It would be useful to acknowledge that we all harbour prejudices of one kind or another which merely means that we have preconceived notions of the attributes of individuals, groups, organisations, regions or any other entity. Such preconceptions are based on our limited experience and observation and on the home, school, peer group or community environment.

Generally, we do not examine the bases of our own prejudices (some conscious, others unconscious) to determine their validity. Indeed, it would be impractical to do so in every instance. However, when these prejudices give rise to vehement emotions which culminate in demeaning and offensive characterisation of others, there is need to examine the basis of the intensity of these prejudices as they can generate antagonism between groups and create unwanted tension and antipathy in the society.

It is in this context that we need to have further and more substantial discussion on race, the persistence of negative stereotypes and the grievances which fuel the animosity of one group against another.
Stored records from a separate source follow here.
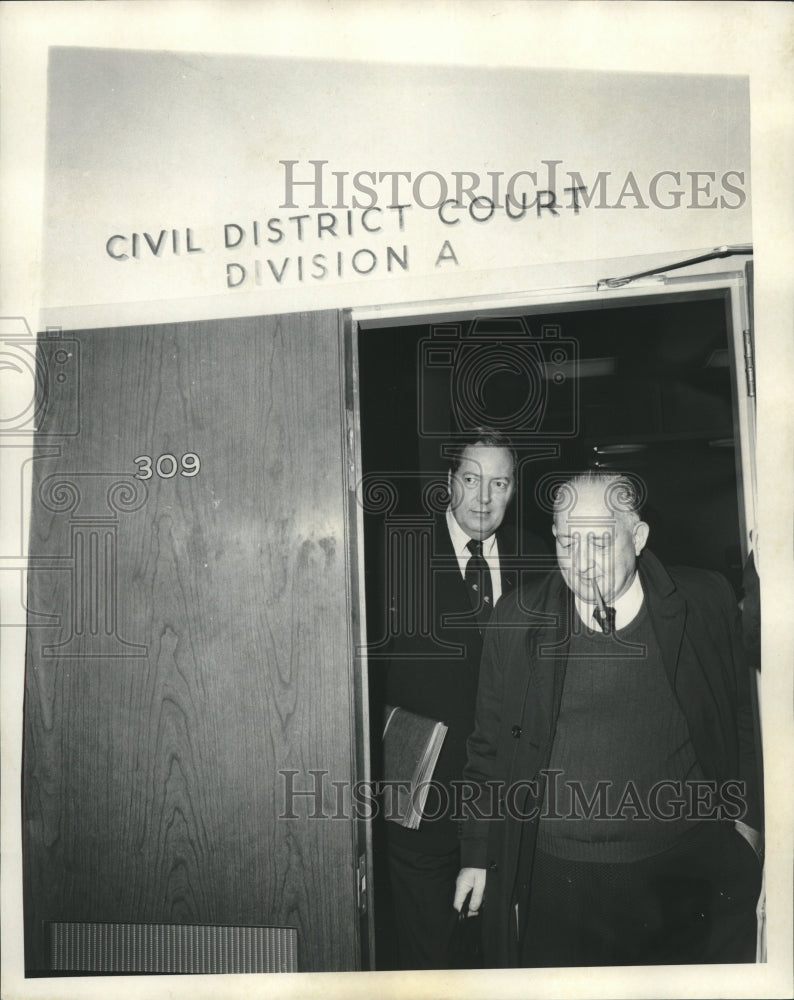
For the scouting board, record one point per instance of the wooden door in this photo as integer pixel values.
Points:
(188, 530)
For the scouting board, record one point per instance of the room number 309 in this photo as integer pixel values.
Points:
(167, 466)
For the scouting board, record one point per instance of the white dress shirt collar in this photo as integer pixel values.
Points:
(627, 606)
(490, 550)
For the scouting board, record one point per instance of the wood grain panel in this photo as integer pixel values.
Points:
(153, 746)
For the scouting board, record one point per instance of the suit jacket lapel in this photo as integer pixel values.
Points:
(667, 610)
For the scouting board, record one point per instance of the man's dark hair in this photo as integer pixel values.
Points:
(483, 436)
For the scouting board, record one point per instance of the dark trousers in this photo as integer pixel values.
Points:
(429, 934)
(691, 904)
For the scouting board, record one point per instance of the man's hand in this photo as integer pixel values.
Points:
(470, 880)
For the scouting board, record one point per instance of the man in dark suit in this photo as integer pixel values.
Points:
(434, 673)
(614, 718)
I therefore endorse the various pleas for candid dialogue and as dispassionate and objective an examination as possible into this volatile aspect of our existence in this land. On many occasions in writing in the Press I had advocated for such an enquiry.

I recall a few years ago receiving a phone call from Reggie Dumas referring to a column I had written about the stereotypes by which Afro-Trinidadians and Indo-Trinidadians identify each other. He said that he had also broached the subject of race prejudice in his writings and empathised with my advocacy for an in-depth examination of the subject.

The question is how should we approach such an investigation. I think that there should be candour and an honest attempt to constructively engage the subject based, in part, on as much credible data that may be available. While there is need to accommodate as many viewpoints as possible, it would be necessary to provide only limited exposure to extremist and non-constructive fulminations on both sides of the ethnic divide.

We ought not to allow the use of such an enquiry to become a platform for propaganda. In procedural terms, there will be need to identify the sources of prejudice and the socialisation role of the home and the community environment in this regard. Investigation should also incorporate the role of the media, the education system, civil society and the State since prejudice does not exist in a social vacuum.

Certainly, the issue cannot be usefully interrogated if it is influenced by a claim of untainted, sanctimonious behaviour by one group and the assignment of all culpability to the other as seems to be the case in the current commentary on the facebook rant of one individual. It would greatly enhance the integrity of the project if the leading collaborators have significant national credibility and are supported by the appropriate research capability.

The publication of the results of such an enquiry is not a panacea for the problem of inter-ethnic relations in this society particularly between Afro and Indo-Trinidadians. However, they would serve to throw necessary light on long-cherished attitudes, beliefs and assumptions and expose the possible innocence, perversity or convoluted thinking on which they are based.

At the end of the day, some views will be altered while others will remain steadfast. However, such an exercise will surely add to our general education and knowledge of ourselves as a society and possibly modulate the perspective of critical elements of the public and of opinion makers. I think that it will also contribute to a partial dissipation of antagonism, animosity and distrust between the two major ethnic groups.